Cet hôtel étoit situé à l'extrémité de ce cul-de-sac, qui en avoit reçu le nom, et qui le porte encore aujourd'hui.

Hôtel de Saint-Jean-en-Vallée (rue des Cordeliers).

Cet hôtel, appartenant à l'abbé et aux religieux du monastère que nous venons de nommer, étoit situé dans cette rue, et s'étendoit jusqu'à la rue du Paon; il avoit été bâti, ainsi que partie du collége de Bourgogne, sur un terrain assez étendu, appartenant à l'abbaye Saint-Germain, lequel s'appeloit, au quatorzième siècle, le fief du couvent.

Hôtel des comtes de Harcour (rue des Maçons).

À la fin du siècle dernier, on voyoit encore au coin de cette rue, du côté des Mathurins, les restes d'une chapelle qui avoit fait partie d'un grand hôtel appartenant aux comtes de Harcour. Il passa depuis à la maison de Lorraine, car il est indiqué, en 1574, dans le compte du receveur du domaine de la ville: «L'hôtel de Harcour, dit de Lorraine appartenant de présent à M. Gilles Le Maistre, président en la cour de parlement.» Il fut occupé depuis par M. Le Maistre de Ferrières.

Le Parloir aux Bourgeois (rue de la Harpe).

Nous avons déjà dit que c'étoit ainsi que l'on appeloit autrefois le lieu d'assemblée des officiers municipaux.

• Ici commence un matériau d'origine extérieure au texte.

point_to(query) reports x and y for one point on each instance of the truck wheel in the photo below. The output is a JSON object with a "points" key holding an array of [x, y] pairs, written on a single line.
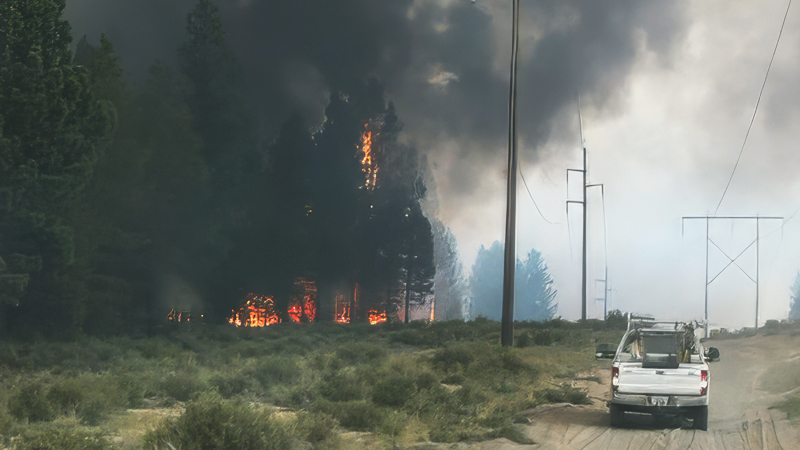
{"points": [[617, 415], [701, 418]]}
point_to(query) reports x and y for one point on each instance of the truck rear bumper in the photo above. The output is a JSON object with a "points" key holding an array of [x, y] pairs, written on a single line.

Il fut établi successivement dans divers endroits de la ville, et notamment dans une salle construite au-dessus de la porte de la ville située à l'extrémité de cette rue.

HÔTELS EXISTANTS EN 1789.

Hôtel de Cluni (rue des Mathurins).

Le palais des Thermes, dont nous avons déjà décrit le beau débris que l'on voit encore dans la rue de La Harpe, s'étendoit aussi dans la rue des Mathurins. Au treizième siècle il fut détruit et divisé en plusieurs parties. Celle qui régnoit sur cette rue fut acquise en 1243, d'abord par Raoul de Meulent, ensuite par Robert de Courtenai. Au commencement du quatorzième siècle, un de ses descendants, Jean de Courtenai, la vendit à l'évêque de Bayeux. Elle fut ensuite acquise par Pierre de Chalus, évêque de Cluni, quoiqu'il eût déjà une maison à la porte Saint-Germain et un logement au collége de Cluni. Enfin cet hôtel fut entièrement rebâti, suivant Jaillot, en 1490[628], par les soins de Jacques d'Amboise[629], abbé du même monastère, évêque de Clermont, etc. Cet édifice, qui existe encore en entier, et qui est bien conservé, nous semble un des monuments gothiques les plus élégants de la capitale, et mérite d'être visité par les curieux. Le portail et les croisées en sont couverts de sculptures très-délicatement travaillées; la chapelle, située au premier étage sur le jardin, offre une construction remarquable et singulière: la voûte, très-chargée de sculptures, est soutenue par un seul pilier de forme octogone élevé au milieu, et auquel viennent aboutir toutes les arêtes. Sur les murs de cette chapelle, qui peut avoir vingt à vingt-deux pieds carrés, étoient placés, en forme de mausolées, les portraits de la famille de Jacques d'Amboise, entre autres celui du cardinal; ils étoient la plupart à genoux, habillés suivant le costume du temps. Le fond étoit décoré d'un groupe de quatre figures représentant saint Jean, Joseph d'Arimathie et la Vierge qui pleure sur le corps de son fils. Le piédestal de ce groupe servoit d'autel[630].